The question raised by the commission's report is whether stiffening simple rules can tame more complex financial beasts
The prototype banker was a smith, who kept gold bars safe and wrote promissory notes on the strength of them. In his long lost world, it would have been easy enough to set prudential rules about how many notes he could pen for each bit of bullion. The question raised by Monday's report by the Independent Commission on Banking is whether stiffening simple rules can tame today's more complex financial beasts.
The distinguished panel headed by Oxford economist Sir John Vickers said it wanted to reduce the temptation for banks to take risks, to improve their ability to absorb them, and to make it easier to clear up the mess when things nonetheless go wrong. The stress was on crisis prevention, and three years after the financial world stopped turning the exercise could be likened to installing fire sprinklers in a building that has already burned down. But the sad truth is that it is imperative to act now to avert another crunch. The scandal of institutions that were too big to fail would be as nothing compared with the catastrophe we'd be in next time, with huge pre-existing public debts that would render some banks too big to rescue.

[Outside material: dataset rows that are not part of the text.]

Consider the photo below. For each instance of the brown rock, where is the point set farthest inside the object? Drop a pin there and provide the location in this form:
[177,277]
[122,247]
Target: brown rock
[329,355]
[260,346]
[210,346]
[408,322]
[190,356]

It is a mark of the calibre of the commission that it felt no need to proclaim its recommendations radical, as most reports nowadays do. Instead, they straightforwardly proposed a mixed menu of "moderate measures" which they hope will combine to check the City's reckless ways without destroying its competitiveness. Attention was grabbed by the suggestion of forcing financiers to split casino and day-to-day operations into different divisions, a pale imitation of the outright split into different companies which the US imposed in the depth of the Great Depression and which Vince Cable had demanded at the peak of the crunch.
Having shrunk from going the whole hog, the commission seemed doubtful about the difference it could truly make here. It is "mindful of regulatory arbitrage possibilities at the boundary", which translates into English as an acknowledgment that financial professionals who make a handsome living from wriggling around rules and taxes will soon enough find the means to connect notionally separate divisions. This pessimistic note is in keeping with the previous scribblings of one commissioner, the Financial Times journalist Martin Wolf, who has warned of the huge difficulties of policing any boundary between retail and investment activities, and also questioned the point. The crisis, after all, has revealed that the taxpayer is effectively obliged to rescue all manner of things that fall on the wild side of the border, including corporations such as Lehman Brothers, which never took retail deposits. Aside from some significant but tangential suggestions for curbing the power of HBOS on the high street, the meaty recommendations were for higher capital requirements. These could have made a difference last time around, by forcing banks to underwrite more gambling with resources of their own. But there was a touch of naivety in the recommendation that for non-retail banking, the requirements need never exceed international standards. With the threat of unilateralism removed, the banks would be emboldened to work with their counterparts overseas to frustrate multilateralism.
The more general sense is that the "moderate measures" are not commensurate with the scale of what went before – an inevitable effect, perhaps, of the terms the chancellor set. An irresponsible sector beset by conflicted interest is now more certain than ever that the taxpayer stands behind it. There is still no onus on anyone devising new gambles to explain what good these are supposed to do, even though the top regulator, Adair Turner, has said many are "socially useless". And there is still no thought about how the state might use banks that it unexpectedly acquired for the common good. Big as the commission's brains are, all these questions must await another day.